Gene vergessen nicht
24. Februar 2003"Seit es bei Dolly, dem Schaf, geklappt hat, ist klar, dass das Klonen durch Zelltransfer auch bei Säugetieren funktioniert", erklärt Horsthemke, Professor für Humangenetik an der Universität Essen, im Interview mit DW-WORLD. Er sieht aber eine Menge medizinischer Probleme, kurz gesagt: "Es klappt – aber es klappt schlecht. Und man weiß nicht genau, warum."
Gehirnwäsche für die Zelle
Beim reproduktiven Klonen, das die Geburt eines Menschen zum Ziel hat, wird einer Zelle der ursprüngliche Kern entrissen. Dann kommt ein neuer hinein – von dem Lebewesen, das geklont werden soll. Die Schwierigkeit liegt darin, dass der neue Zellkern umprogrammiert werden muss. "In jeder Zelle ist nur ein spezifischer Satz der Gene aktiv, die anderen sind abgeschaltet", erklärt Horsthemke. Denn jede Zelle habe eine eigene Aufgabe, als Hautzelle oder in einer Schleimhaut oder sonstwo. Die unbenutzten Gene liegen herum.

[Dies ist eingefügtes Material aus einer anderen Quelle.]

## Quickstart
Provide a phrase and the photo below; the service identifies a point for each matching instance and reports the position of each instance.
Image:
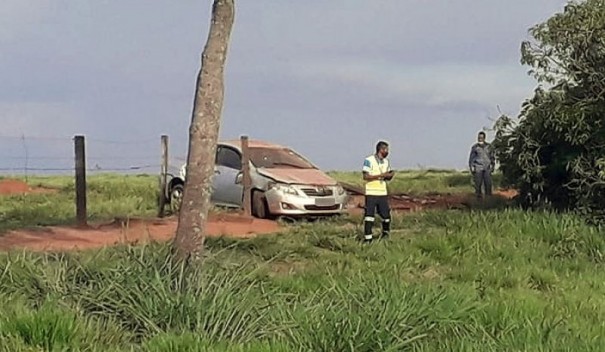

Aber damit ein neues Lebewesen daraus wird, muss die Zelle wieder alles können. "Totipotenz" nennt das der Fachmann. "Der Kern muss auf Null zurückgedreht werden", sagt Horsthemke – das heißt: Man muss alle Gene wieder einschalten. Damit vergisst der Zellkern, dass er eigentlich zur Haut gehört. Oder zur Niere. Die größten Chancen, sagt Horsthemke, gebe es bei Rindern: "Etwa zehn Prozent. Bei Mäusen geht es am schlechtesten." Warum? "Man weiß es nicht genau."
Hundertfache Strapaze
Ein weiteres Problem: Wegen der schlechten Erfolgsaussichten bräuchte man extrem viele Eizellen. "Die Frau müsste hormonell stimuliert werden, sie produziert ja normalerweise nur eine Eizelle im Monat", erklärt der Genetik-Experte. Zwar würde man bei der bisherigen künstlichen Befruchtung auch Hormone einsetzen, "dann kann man vielleicht zehn Eizellen entnehmen". Aber fürs Klonen brauche man Hunderte. "Man würde die Frau einer ganz schlimmen Strapaze aussetzen", warnt Horsthemke.
Und das nur, damit aus fünf von hundert Eizellen geklonte Embryos werden können. Dass auch nur einer von ihnen zu einem gesunden Kind heranwächst, ist dann längst nicht sicher. Wahrscheinlich wäre er übergroß, erläutert der Professor. "Geklonte Kälber wiegen nicht 20, sondern 40, 50 Kilogramm. Das ist ein häufiges Problem." Außerdem komme es bei Klon-Kälbern nie zu einer spontanen Geburt, "man muss sie per Kaiserschnitt holen".
Klone sind selten Kern-gesund
Hinzu kämen sehr wahrscheinlich innere Fehlentwicklungen wie Muskeldefekte oder Lungenfehler, weshalb viele Klontiere vor oder kurz nach der Geburt sterben. Woher die Fehlbildungen kommen, darüber werde diskutiert – es habe alles etwas damit zu tun, dass man eine erwachsene Zelle verwende. Horsthemke nennt mehrere Möglichkeiten – zum Beispiel Mutationen, die nicht auffielen, weil die betroffenen Gene ja normalerweise abgeschaltet wären. Oder dass einige Gene nur arbeiten, wenn sie auf dem mütterlichen (oder väterlichen) Chromosom liegen - dann kann man sie nicht einfach in eine andere Zelle einbauen. Oder dass die Enden der Chromosomen (die Telomere) bei Klonlebewesen kürzer werden und das Erbmaterial dadurch instabil wird.
Angesichts all dieser medizinischen und ethischen Probleme gibt es für Horsthemke nur eine Konsequenz: Man müsse auf das Klonen von Menschen verzichten. "Es gibt aus medizinischer Sicht einfach keinen Grund, Menschen zu klonen."